According to Brown-Riggs, there are several ways to overcome barriers to effective care. Regardless of race or ethnicity, it is often difficult for diabetes educators to encourage behavioral changes in patients. Being prepared to “roll with resistance” may be a better way to tackle this issue, she said. Diabetes educators should collaborate with patients to set realistic goals. For example, if patients’ circumstances, culture or tastes impede them from completely overhauling their diet, then diabetes educators should help them figure out how to work those foods into a nutrition plan while still considering fat grams and carbohydrates. In addition, rather than telling patients what is best, diabetes educators should propose a plan, let the patients decide what works best, and boost their confidence so that they can follow the plan.

Specific issues other than food selection may complicate this process when educating black patients with diabetes. Many patients who live in dangerous neighborhoods or who have low socioeconomic status may be most concerned about day-to-day living. They may also be unable to afford health care, and in some cases, a lack of education may lead to a mistrust of the health care system and medical treatment. In addition, black patients, including those who have emigrated from other countries, may have more faith in complementary and alternative medicine, or prayer.

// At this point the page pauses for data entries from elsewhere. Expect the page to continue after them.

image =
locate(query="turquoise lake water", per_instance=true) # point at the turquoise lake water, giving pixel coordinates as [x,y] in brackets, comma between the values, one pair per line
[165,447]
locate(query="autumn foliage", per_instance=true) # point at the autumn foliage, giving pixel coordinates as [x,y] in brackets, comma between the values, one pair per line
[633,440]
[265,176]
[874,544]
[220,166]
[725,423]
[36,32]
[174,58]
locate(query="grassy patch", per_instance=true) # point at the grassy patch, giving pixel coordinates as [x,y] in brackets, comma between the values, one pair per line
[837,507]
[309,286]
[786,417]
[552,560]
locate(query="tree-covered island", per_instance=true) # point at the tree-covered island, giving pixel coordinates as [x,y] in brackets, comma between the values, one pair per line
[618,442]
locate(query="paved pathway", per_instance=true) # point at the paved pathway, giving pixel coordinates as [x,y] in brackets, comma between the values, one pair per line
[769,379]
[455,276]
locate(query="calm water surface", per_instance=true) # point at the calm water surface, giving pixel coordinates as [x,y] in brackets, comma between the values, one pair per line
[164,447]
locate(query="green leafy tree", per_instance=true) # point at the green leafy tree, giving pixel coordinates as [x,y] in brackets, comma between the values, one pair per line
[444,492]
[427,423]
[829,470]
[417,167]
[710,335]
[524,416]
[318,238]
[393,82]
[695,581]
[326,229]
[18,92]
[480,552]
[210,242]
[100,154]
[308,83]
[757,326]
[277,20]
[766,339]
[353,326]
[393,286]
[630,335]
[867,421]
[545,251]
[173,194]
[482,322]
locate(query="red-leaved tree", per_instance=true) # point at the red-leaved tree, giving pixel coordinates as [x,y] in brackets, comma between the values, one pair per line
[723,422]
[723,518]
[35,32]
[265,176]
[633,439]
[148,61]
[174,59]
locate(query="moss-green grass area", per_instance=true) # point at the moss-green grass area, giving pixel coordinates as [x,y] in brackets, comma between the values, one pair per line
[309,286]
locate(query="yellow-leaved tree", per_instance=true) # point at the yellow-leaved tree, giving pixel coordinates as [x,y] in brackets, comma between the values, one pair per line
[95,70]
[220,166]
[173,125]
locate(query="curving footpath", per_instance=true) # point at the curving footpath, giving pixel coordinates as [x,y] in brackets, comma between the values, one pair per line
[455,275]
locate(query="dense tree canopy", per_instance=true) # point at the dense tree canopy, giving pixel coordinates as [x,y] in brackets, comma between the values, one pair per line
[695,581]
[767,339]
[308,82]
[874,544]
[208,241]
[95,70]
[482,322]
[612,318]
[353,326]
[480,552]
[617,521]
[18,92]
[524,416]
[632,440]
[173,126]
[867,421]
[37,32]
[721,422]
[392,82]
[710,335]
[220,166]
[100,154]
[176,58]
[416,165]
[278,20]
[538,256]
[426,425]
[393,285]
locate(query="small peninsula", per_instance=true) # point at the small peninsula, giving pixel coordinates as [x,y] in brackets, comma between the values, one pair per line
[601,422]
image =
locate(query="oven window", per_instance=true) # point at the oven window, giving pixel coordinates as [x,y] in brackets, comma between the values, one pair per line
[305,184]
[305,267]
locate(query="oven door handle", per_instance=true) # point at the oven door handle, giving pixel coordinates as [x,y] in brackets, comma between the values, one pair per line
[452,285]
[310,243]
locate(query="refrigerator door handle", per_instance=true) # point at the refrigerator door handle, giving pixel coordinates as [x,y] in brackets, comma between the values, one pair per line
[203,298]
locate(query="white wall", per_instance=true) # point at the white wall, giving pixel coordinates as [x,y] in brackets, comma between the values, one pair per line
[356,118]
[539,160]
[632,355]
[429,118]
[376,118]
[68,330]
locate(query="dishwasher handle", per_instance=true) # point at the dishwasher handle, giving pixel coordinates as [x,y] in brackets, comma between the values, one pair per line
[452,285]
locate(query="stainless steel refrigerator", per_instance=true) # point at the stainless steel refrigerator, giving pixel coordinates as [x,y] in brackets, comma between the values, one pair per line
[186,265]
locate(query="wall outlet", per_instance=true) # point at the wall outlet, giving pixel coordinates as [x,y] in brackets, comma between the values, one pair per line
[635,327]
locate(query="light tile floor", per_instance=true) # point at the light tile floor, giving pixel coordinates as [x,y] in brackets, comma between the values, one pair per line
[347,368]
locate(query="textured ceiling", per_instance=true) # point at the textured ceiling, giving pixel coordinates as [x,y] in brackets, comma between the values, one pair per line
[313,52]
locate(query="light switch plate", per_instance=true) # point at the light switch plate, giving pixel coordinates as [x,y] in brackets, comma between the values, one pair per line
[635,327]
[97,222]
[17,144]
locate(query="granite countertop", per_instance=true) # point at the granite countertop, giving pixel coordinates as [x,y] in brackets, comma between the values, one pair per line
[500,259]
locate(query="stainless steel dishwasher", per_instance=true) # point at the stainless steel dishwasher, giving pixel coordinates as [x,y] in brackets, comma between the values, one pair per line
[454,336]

Therefore, diabetes educators should increase culturally sensitive educational efforts and can even refer patients to health clinics supported by faith-based organizations. It is also essential that providers have materials depicting black patients.

“Using basic counseling tips, building on cultural practices, encouraging positive changes and showing genuine concern … will improve outcomes, reduce health care disparities and shorten the cultural distance between health care providers and people with diabetes.”

Presented at: the American Association of Diabetes Educators Annual Meeting & Exhibition; Aug. 3-6, 2011; Las Vegas. Brown-Riggs C. F01.